You're a little off there.  The CF ExPres is good for one year if you pass, two if you get exempt.  The BFT is only good for one year.  Recently, info came out regarding the ExPres test vs. the BFT.  Some Commands are only accepting ExPres test results.  Call the PSP staff at the gym and book yourself on the next available ExPres test.  You may have to go through your Unit Training Section or not.  Check with them first.


----------



## meni0n (15 Feb 2012)

BFT is good for two years on the PER board.


----------



## PMedMoe (15 Feb 2012)

meni0n said:
			
		

> BFT is good for two years on the PER board.



Yes, because they mark the Exempt circle on the form.  However, as an _annual_ fitness test, it is only good for one year.


----------



## Pusser (15 Feb 2012)

Or, in other words, you get the merit board points for "Exempt," but you still have to do it annually.


----------



## PMedMoe (15 Feb 2012)

Exactly.   :nod:

Here's the DAOD:  http://admfincs.mil.ca/admfincs/subjects/daod/5023/2_e.asp

Note:  





> The results of a physical fitness evaluation are valid:
> 
> for a period of 365 days beginning on the date on which a pass rating is achieved; or
> 
> for a period of 730 days beginning on the date on which an incentive standard is achieved *under the CF EXPRES incentive program* (see the CF EXPRES Incentive Program Exemption block).



Emphasis mine.


----------



## Haggis (15 Feb 2012)

Greenmachine2517 said:
			
		

> I am trying to go through with an OT and I was told that the process can not be started because my fitness testing is not up to date.
> 
> I completed the Battle Fitness Test (BFT) in Nov 2010 and as I understand from word of mouth, the CF Express Test is valid for 1 year, whereas the BFT is good for 2 years.
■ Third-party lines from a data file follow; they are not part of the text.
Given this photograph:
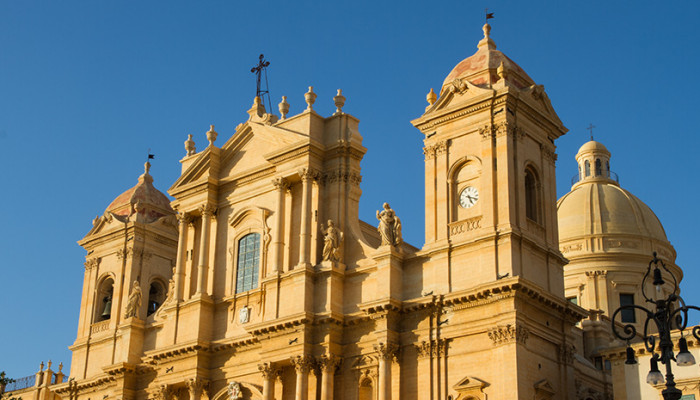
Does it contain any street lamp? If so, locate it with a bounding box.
[611,252,700,400]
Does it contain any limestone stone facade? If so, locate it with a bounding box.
[6,23,659,400]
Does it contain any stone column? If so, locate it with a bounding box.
[374,343,398,400]
[298,169,314,267]
[271,178,289,274]
[259,363,277,400]
[174,212,190,301]
[186,378,206,400]
[319,354,341,400]
[291,355,312,400]
[196,205,215,295]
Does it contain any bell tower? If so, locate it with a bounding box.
[412,23,568,295]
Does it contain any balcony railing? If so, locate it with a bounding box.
[571,170,619,186]
[3,373,68,392]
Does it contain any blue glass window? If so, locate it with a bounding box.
[236,233,261,293]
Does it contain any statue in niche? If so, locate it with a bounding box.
[321,219,343,262]
[376,202,402,246]
[124,281,142,319]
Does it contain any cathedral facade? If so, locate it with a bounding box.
[4,23,687,400]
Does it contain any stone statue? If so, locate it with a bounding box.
[227,382,242,400]
[321,219,343,262]
[124,280,142,319]
[376,202,402,246]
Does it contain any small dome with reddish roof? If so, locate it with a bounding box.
[441,24,535,95]
[106,162,174,223]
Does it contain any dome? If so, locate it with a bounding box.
[577,140,609,154]
[558,182,668,243]
[440,24,535,95]
[105,162,174,223]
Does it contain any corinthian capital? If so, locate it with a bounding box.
[272,177,290,191]
[318,354,342,373]
[373,342,399,362]
[177,211,192,225]
[258,362,279,378]
[290,355,313,373]
[198,204,217,219]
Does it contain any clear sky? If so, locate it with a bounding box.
[1,1,699,378]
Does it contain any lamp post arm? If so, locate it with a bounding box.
[611,304,655,341]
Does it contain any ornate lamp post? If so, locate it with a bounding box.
[611,252,699,400]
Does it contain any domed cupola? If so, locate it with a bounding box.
[557,140,681,356]
[571,140,617,188]
[440,23,536,96]
[105,162,174,223]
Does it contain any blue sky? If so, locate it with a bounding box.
[1,1,699,377]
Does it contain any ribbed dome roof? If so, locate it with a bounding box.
[558,182,667,242]
[440,24,535,95]
[106,162,174,223]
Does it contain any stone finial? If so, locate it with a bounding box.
[497,60,507,80]
[426,88,437,105]
[47,360,52,371]
[333,89,346,115]
[144,161,151,175]
[304,86,317,111]
[478,23,497,50]
[58,362,63,373]
[279,96,290,119]
[185,134,196,156]
[40,361,45,371]
[206,125,217,146]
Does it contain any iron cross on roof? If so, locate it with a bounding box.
[586,123,596,141]
[251,54,270,98]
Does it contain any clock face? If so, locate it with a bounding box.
[459,186,479,208]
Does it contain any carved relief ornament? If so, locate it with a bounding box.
[290,355,314,373]
[318,354,342,373]
[198,204,217,219]
[487,324,529,346]
[323,169,362,186]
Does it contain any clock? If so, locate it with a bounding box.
[459,186,479,208]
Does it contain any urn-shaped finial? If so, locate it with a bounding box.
[279,96,290,119]
[426,88,437,105]
[206,124,218,146]
[333,89,346,115]
[185,134,196,156]
[497,60,507,80]
[305,86,317,111]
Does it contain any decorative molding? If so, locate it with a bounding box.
[449,216,482,236]
[90,320,110,334]
[585,270,608,278]
[299,167,321,182]
[487,324,529,346]
[561,243,583,253]
[177,212,192,225]
[541,145,557,163]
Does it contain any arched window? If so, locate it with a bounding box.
[606,160,610,176]
[584,160,591,177]
[359,377,373,400]
[147,280,166,316]
[236,233,261,293]
[95,277,114,322]
[595,158,602,176]
[525,169,539,222]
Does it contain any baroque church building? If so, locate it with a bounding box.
[4,24,685,400]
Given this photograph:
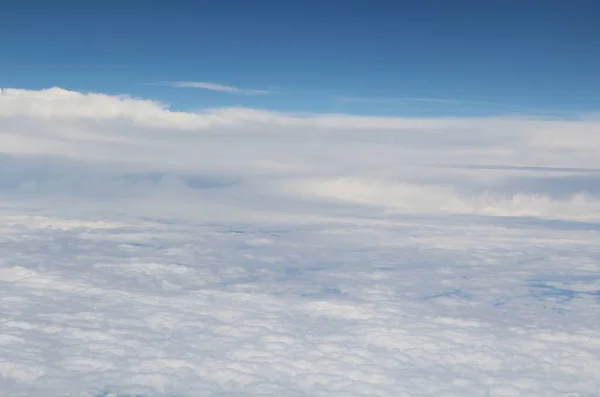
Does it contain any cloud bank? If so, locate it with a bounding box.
[1,87,600,396]
[1,86,599,223]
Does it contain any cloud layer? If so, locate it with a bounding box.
[1,87,600,396]
[1,86,600,222]
[1,206,599,397]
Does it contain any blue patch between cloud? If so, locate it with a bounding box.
[528,278,600,303]
[422,289,473,300]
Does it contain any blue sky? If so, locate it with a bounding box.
[2,0,599,116]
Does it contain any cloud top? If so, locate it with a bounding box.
[2,87,600,397]
[1,86,600,223]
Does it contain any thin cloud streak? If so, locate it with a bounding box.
[161,81,272,95]
[336,95,578,116]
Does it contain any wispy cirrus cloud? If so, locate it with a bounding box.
[336,95,578,116]
[336,95,469,105]
[161,81,272,95]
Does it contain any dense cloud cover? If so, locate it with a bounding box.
[1,87,600,222]
[1,88,600,396]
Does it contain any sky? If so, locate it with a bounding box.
[1,0,599,116]
[2,2,600,397]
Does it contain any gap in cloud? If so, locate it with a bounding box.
[528,275,600,299]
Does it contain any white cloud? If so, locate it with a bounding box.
[1,206,600,396]
[1,87,600,222]
[284,177,600,222]
[1,87,600,396]
[160,81,272,95]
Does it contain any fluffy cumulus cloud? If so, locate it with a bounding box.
[1,87,600,396]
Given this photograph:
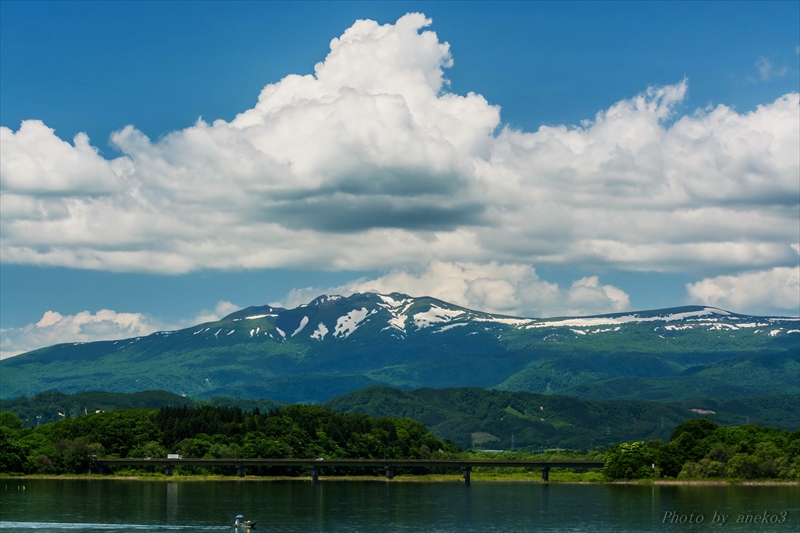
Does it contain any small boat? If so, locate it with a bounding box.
[232,514,257,529]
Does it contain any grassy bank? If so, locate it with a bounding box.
[4,472,797,484]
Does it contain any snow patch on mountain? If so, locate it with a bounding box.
[665,322,740,331]
[311,323,328,340]
[388,314,408,332]
[474,316,533,326]
[276,327,285,339]
[528,308,729,328]
[378,294,402,306]
[413,305,465,329]
[292,316,309,337]
[335,308,376,338]
[374,294,415,333]
[245,314,277,320]
[432,322,469,334]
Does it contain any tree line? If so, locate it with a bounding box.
[0,404,458,475]
[2,404,798,481]
[603,418,800,480]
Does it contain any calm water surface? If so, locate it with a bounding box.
[1,479,797,532]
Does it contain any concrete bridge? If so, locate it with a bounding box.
[95,458,604,483]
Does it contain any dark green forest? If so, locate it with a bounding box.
[0,390,286,427]
[2,401,798,481]
[3,388,798,451]
[604,419,800,480]
[324,386,800,449]
[0,404,458,476]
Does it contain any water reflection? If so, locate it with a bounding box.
[0,479,797,532]
[166,482,178,523]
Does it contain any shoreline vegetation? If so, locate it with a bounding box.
[2,404,798,483]
[2,473,797,485]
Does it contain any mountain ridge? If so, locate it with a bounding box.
[1,292,797,402]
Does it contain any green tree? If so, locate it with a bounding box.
[0,430,25,473]
[727,453,760,479]
[0,412,24,430]
[604,441,656,479]
[128,441,167,459]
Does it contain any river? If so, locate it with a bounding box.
[1,479,797,532]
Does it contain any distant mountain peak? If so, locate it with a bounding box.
[217,294,800,343]
[2,291,797,402]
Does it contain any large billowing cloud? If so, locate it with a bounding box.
[1,14,798,312]
[280,261,630,318]
[686,267,800,316]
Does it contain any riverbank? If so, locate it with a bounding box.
[3,473,797,485]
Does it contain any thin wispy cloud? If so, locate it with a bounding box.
[755,56,787,81]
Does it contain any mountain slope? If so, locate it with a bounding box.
[323,386,800,449]
[1,293,797,402]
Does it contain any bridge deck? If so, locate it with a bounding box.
[95,458,604,482]
[98,458,603,468]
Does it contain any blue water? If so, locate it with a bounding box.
[1,479,797,532]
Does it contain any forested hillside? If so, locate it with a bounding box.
[0,404,458,475]
[0,390,285,427]
[324,387,800,450]
[3,388,797,451]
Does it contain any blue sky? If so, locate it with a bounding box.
[1,1,798,356]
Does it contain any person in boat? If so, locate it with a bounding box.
[233,515,256,528]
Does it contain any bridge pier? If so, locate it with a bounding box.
[541,467,550,482]
[310,464,319,482]
[236,464,245,477]
[164,464,174,477]
[462,466,471,484]
[385,466,395,480]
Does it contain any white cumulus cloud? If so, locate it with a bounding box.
[0,120,132,195]
[186,300,240,326]
[686,266,800,315]
[0,309,158,360]
[0,300,240,360]
[0,13,797,283]
[279,261,630,318]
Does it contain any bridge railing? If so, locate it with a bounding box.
[94,458,605,482]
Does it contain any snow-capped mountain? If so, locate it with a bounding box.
[2,293,797,403]
[196,292,533,343]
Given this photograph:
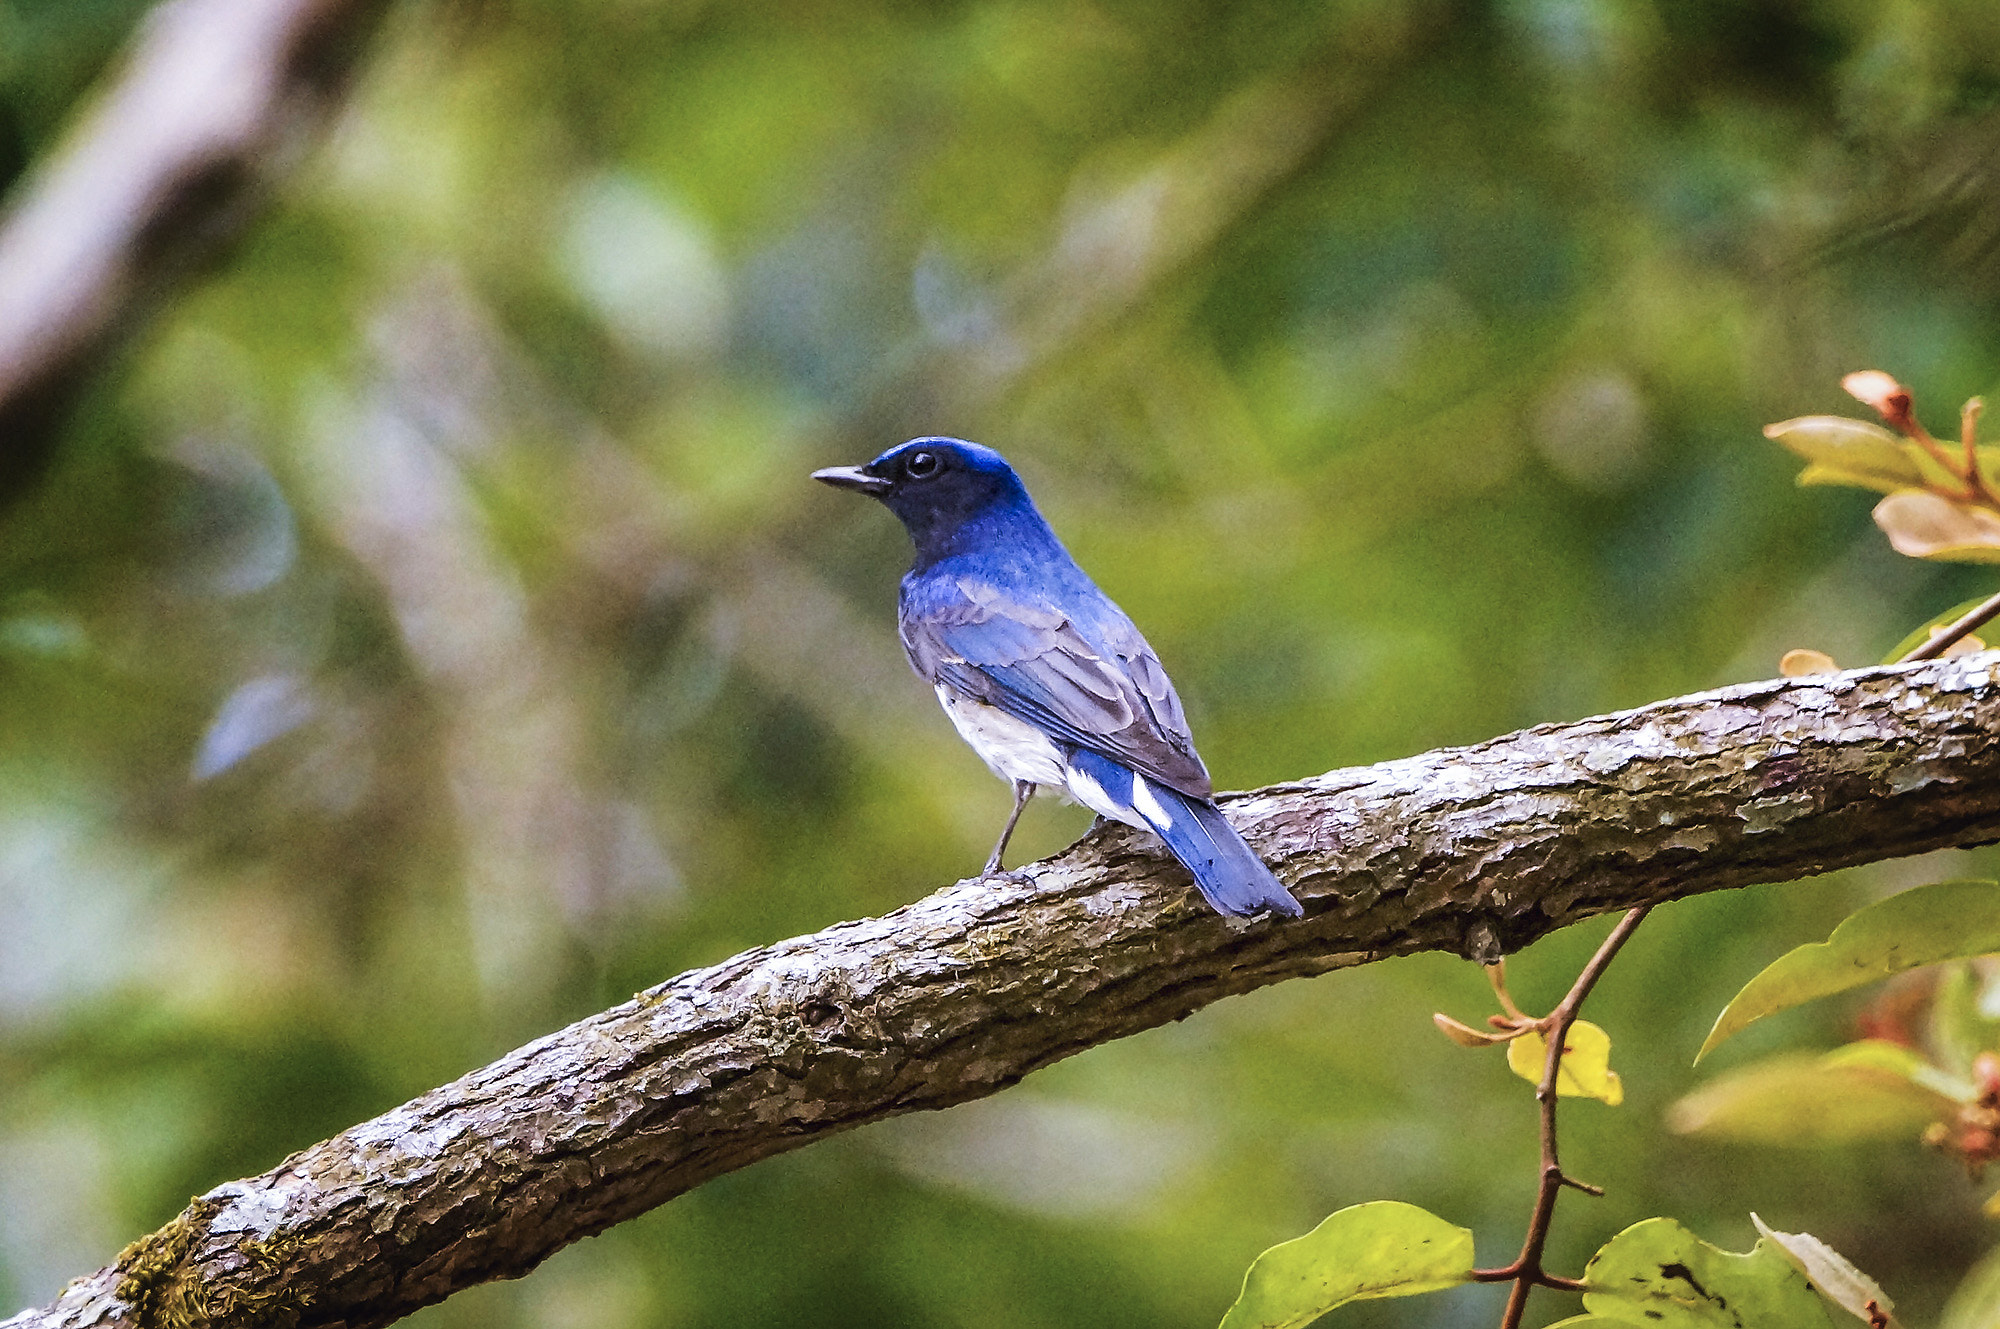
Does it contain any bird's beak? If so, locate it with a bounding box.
[812,465,892,496]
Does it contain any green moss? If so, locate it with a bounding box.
[114,1198,215,1329]
[112,1197,314,1329]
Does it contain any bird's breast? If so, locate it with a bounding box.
[933,685,1067,788]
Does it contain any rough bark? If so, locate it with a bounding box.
[11,654,2000,1329]
[0,0,391,502]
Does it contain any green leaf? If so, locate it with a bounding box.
[1666,1049,1952,1143]
[1217,1201,1474,1329]
[1796,462,1913,493]
[1817,1038,1929,1075]
[1580,1218,1842,1327]
[1941,1244,2000,1329]
[1765,417,1927,493]
[1822,1038,1976,1101]
[1506,1020,1625,1104]
[1883,595,1999,663]
[1697,880,2000,1062]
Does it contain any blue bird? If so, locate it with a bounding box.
[814,437,1302,920]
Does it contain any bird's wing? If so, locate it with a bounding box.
[901,574,1212,798]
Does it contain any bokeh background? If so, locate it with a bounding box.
[5,0,2000,1325]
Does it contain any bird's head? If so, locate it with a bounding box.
[813,437,1035,559]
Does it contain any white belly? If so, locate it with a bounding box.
[934,685,1148,831]
[936,685,1066,786]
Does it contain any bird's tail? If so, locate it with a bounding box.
[1067,750,1302,919]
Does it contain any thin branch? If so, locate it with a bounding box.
[1908,427,1967,491]
[9,654,2000,1329]
[1472,905,1653,1328]
[1961,397,1985,493]
[1901,589,2000,662]
[0,0,391,502]
[1486,959,1528,1020]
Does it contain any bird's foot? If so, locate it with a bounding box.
[978,865,1035,886]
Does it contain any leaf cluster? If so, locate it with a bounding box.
[1235,874,2000,1327]
[1768,373,2000,564]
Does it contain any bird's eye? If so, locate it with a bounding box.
[903,450,941,479]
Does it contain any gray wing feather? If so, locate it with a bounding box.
[901,575,1211,797]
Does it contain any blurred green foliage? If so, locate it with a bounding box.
[5,0,2000,1326]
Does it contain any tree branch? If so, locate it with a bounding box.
[11,654,2000,1329]
[0,0,391,502]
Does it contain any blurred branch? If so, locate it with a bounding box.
[1812,110,2000,297]
[300,272,669,1001]
[13,654,2000,1329]
[847,11,1443,441]
[0,0,390,502]
[961,69,1368,392]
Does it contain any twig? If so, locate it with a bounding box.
[1862,380,2000,507]
[1486,959,1528,1020]
[1899,589,2000,662]
[1960,396,2000,509]
[1906,425,1965,489]
[1962,398,1986,493]
[1470,904,1655,1328]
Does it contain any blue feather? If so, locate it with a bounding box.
[1065,749,1301,919]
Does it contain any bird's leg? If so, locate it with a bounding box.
[982,781,1035,877]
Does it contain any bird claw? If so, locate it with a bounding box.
[979,866,1035,887]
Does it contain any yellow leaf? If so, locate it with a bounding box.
[1506,1020,1624,1105]
[1779,649,1838,677]
[1797,461,1930,496]
[1873,491,2000,563]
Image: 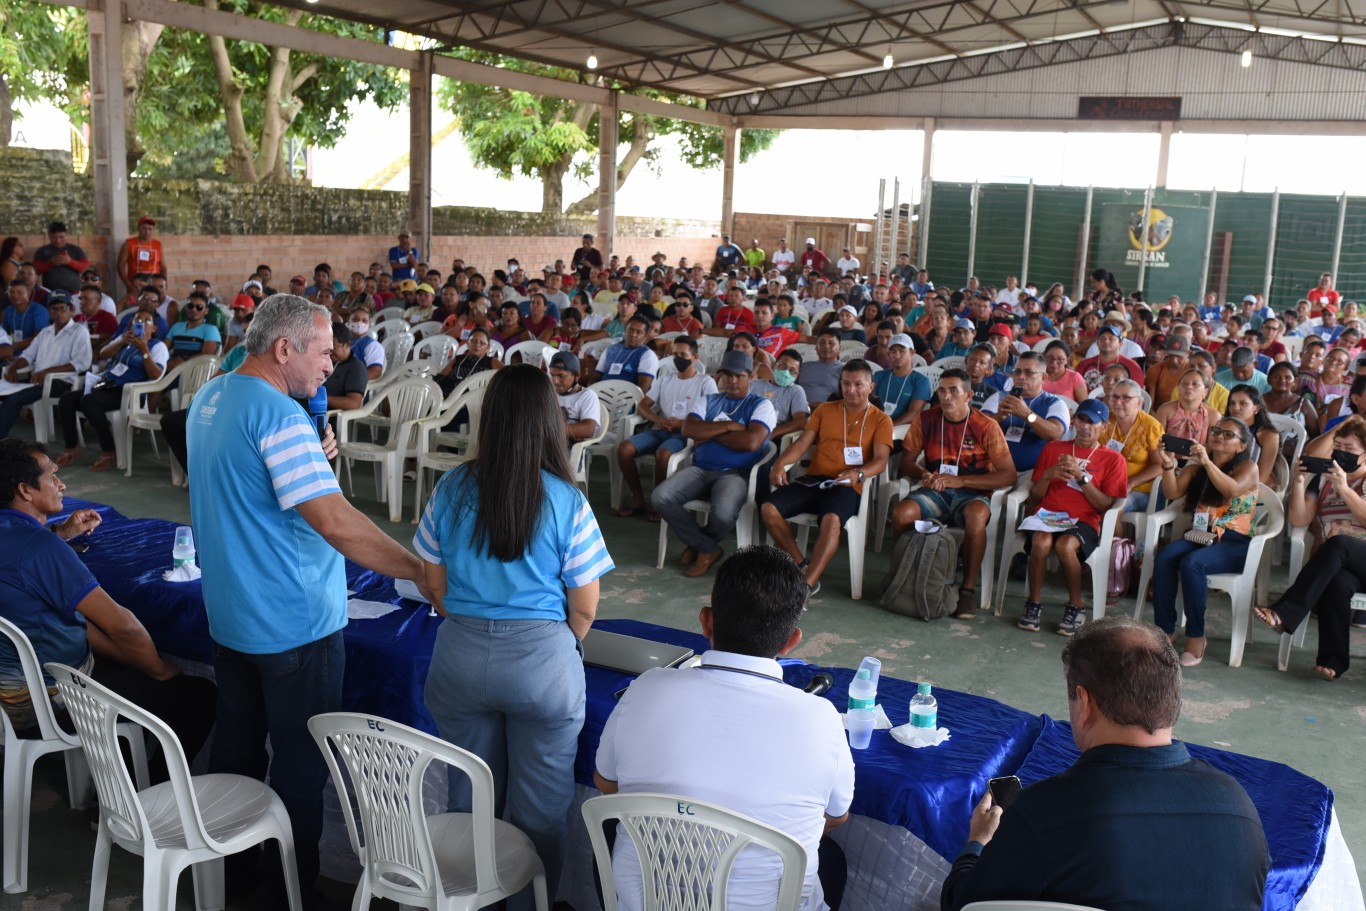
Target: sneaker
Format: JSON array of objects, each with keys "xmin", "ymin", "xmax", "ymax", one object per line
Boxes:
[
  {"xmin": 807, "ymin": 580, "xmax": 821, "ymax": 597},
  {"xmin": 954, "ymin": 588, "xmax": 978, "ymax": 619},
  {"xmin": 1057, "ymin": 604, "xmax": 1085, "ymax": 637},
  {"xmin": 1017, "ymin": 602, "xmax": 1042, "ymax": 632},
  {"xmin": 1353, "ymin": 609, "xmax": 1366, "ymax": 629}
]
Since my BFT is still valid, I should not have to complete the CF Express... This is the only thing holding back the transfer process and my unit usually waits until Oct or Nov to do their fitness testing, meaning I will be waiting quite a while.
> 
> ...



For the purposes of DAOD 5023-2, you are expired.  The CF EXPRES test is the only fitness test valid for *CF purposes*.   Go do an EXPRES test.


----------



## aesop081 (15 Feb 2012)

Greenmachine2517 said:
			
		

> Since my BFT is still valid,



No, you expired Nov 2011.


----------



## Greenmachine2517 (15 Feb 2012)

Thanks for the quick replies! ;D 

I called the local PSP staff and they did verify everything, so it looks as though I'll be going to hop in on the next express test asap.

Cheers!


----------



## jeffb (17 Feb 2012)

PMedMoe said:
			
		

> Exactly.   :nod:
> 
> Here's the DAOD:  http://admfincs.mil.ca/admfincs/subjects/daod/5023/2_e.asp
> 
> ...



That is correct for the EXPRESS test but if someone passes the BFT (can't remember the actual acronym right now..) they are GTG for promotion reasons up to 2 years from the date and receive an exempt rating on the PER. However, most people that do a BFT are required to pass one as part of their annual IBTS cycle meaning that in order to complete IBTS, you will have to do one each year. 

Interesting that for OT purposes the CF EXPRES test is required. I did not know that so thank you.


----------



## Mom150 (17 Sep 2013)

Do you need to pass an expres test for every course you do even if you have a valid test that was done in the past year?


----------



## MikeL (17 Sep 2013)

Mom150 said:
			
		

> Do you need to pass an expres test for every course you do even if you have a valid test that was done in the past year?



If the course requires a fitness test, you will do it; doesn't matter if you've done the same PT test within a year or not.  A failure will have repercussions as well, if there is time a retest may be conducted later in the course. Not all courses will require a fitness test though, or they may have more then one test, etc.


----------